Seize the data

The information deluge and the promise of open enterprise offer UK universities an opportunity not to be missed, says Geoffrey Boulton

June 21, 2012

Science is at a crossroads. Although open enquiry remains at its heart - based on the publication of scientific theories together with the experimental and observational data on which they are based - the "data deluge" has challenged that process, and computing and communications technologies are changing the game in other ways.

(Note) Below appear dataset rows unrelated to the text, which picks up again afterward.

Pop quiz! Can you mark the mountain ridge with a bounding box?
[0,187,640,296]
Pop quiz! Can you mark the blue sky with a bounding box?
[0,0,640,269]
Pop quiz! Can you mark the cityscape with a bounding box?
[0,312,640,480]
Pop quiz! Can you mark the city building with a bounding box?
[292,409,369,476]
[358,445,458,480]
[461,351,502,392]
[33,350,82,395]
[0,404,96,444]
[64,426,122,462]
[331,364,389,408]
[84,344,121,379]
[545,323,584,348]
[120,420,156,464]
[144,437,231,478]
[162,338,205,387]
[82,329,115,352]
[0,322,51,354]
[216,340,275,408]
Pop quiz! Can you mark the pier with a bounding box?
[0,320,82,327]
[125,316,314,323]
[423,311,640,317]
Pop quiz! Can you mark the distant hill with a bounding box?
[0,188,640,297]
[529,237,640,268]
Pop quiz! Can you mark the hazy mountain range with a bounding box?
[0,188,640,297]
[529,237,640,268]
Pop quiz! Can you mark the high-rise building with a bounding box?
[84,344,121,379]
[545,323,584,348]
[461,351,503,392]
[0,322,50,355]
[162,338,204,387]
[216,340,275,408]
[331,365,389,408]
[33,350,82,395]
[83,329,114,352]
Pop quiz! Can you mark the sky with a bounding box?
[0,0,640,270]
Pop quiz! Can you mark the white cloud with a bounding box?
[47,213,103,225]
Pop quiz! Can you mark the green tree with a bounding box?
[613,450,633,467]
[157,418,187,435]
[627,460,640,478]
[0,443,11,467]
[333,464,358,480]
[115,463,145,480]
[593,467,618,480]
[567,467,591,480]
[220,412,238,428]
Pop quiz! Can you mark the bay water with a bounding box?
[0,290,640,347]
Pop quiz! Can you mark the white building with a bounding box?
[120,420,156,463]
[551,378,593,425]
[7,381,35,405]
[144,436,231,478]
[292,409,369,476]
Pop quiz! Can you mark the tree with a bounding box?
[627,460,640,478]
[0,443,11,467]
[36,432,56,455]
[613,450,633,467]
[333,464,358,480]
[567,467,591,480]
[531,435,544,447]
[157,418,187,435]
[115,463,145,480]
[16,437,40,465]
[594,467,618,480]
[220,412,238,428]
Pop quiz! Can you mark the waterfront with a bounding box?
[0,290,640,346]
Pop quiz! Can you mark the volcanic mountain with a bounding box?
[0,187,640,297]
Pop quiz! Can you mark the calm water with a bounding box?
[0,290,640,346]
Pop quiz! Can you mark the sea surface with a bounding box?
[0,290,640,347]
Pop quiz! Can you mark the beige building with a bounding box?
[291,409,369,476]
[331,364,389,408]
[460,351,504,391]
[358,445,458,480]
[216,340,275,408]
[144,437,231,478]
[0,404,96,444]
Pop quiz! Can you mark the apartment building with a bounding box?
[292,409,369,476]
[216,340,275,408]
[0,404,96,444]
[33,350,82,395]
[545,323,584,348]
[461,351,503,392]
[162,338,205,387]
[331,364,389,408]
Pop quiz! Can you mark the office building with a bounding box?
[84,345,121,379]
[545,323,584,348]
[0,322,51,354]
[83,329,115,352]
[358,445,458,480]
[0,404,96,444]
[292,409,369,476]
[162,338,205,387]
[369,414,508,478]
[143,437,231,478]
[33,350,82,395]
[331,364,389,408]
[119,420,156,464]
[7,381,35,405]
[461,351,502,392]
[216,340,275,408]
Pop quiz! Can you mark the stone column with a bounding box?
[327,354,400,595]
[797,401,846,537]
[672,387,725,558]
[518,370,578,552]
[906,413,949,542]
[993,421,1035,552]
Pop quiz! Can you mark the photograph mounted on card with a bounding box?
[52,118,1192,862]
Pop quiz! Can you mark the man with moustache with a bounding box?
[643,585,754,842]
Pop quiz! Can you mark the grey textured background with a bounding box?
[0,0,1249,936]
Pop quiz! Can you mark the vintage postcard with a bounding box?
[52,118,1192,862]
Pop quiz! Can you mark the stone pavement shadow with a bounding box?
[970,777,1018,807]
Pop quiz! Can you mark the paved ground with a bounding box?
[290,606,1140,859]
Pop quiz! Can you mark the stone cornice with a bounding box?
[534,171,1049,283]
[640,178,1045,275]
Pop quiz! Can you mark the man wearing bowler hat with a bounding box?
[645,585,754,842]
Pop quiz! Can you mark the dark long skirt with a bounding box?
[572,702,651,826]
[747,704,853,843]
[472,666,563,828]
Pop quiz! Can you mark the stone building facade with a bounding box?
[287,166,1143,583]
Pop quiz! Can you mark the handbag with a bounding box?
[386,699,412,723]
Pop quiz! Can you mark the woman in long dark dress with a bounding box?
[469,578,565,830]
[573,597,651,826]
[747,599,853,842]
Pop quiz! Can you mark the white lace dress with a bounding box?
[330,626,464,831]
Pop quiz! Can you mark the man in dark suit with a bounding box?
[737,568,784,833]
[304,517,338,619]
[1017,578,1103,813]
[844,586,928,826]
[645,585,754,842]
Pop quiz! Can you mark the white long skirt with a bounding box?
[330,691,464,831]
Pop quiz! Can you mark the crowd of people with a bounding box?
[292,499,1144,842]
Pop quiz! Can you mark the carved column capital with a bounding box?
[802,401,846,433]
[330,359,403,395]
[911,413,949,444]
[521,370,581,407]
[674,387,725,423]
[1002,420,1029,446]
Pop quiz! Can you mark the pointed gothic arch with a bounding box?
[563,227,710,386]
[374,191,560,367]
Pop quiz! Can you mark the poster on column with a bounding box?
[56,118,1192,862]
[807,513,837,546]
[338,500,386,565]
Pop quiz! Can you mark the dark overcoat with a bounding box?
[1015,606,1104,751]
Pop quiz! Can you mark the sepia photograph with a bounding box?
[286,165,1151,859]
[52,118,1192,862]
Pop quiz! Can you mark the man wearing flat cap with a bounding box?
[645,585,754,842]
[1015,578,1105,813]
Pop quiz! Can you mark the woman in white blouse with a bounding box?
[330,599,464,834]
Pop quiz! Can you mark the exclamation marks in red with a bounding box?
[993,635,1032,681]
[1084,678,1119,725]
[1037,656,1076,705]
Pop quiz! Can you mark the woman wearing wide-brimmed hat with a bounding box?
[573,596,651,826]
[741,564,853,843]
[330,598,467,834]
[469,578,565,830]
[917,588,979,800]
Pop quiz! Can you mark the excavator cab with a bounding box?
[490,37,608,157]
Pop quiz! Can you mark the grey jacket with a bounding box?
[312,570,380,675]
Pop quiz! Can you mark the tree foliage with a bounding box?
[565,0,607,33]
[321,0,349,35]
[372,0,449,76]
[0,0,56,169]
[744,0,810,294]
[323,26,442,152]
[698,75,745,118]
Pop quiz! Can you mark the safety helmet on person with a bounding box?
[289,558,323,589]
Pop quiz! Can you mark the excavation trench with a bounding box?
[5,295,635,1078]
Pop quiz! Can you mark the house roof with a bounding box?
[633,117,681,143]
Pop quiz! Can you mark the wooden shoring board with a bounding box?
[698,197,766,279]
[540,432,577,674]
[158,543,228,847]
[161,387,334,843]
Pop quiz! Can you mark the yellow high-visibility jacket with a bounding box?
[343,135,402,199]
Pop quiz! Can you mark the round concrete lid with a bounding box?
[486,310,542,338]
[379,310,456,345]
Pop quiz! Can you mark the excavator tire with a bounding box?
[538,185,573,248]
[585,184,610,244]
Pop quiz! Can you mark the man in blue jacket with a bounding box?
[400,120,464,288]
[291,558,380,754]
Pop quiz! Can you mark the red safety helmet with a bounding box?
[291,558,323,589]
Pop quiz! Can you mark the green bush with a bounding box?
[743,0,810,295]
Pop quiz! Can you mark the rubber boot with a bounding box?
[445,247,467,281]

The vast data volumes that we now create, store and manipulate can no longer be accommodated by the published articles based upon them, and this breaks the link between concept and information. Yet many citizens are no longer content to accept the pronouncements of scientists in areas that affect their lives without first scrutinising the evidence: after all, they are often the ones who have paid for it. Meanwhile, data-led approaches are becoming integral to science as powerful means of identifying previously unanticipated relationships and are creating new tools of discovery. So, although open-access publishing has captured the headlines in recent months, open data is a much deeper issue.

It is for these reasons that the Royal Society chose to conduct a year-long study into how science can adapt to these imperatives, resulting in the publication of its report, Science as an Open Enterprise, this week. At its heart are 10 recommendations designed to facilitate new ways of working. They address scientists, learned societies, funders of research, journal publishers, business, the government and regulators, all of whom have a part to play.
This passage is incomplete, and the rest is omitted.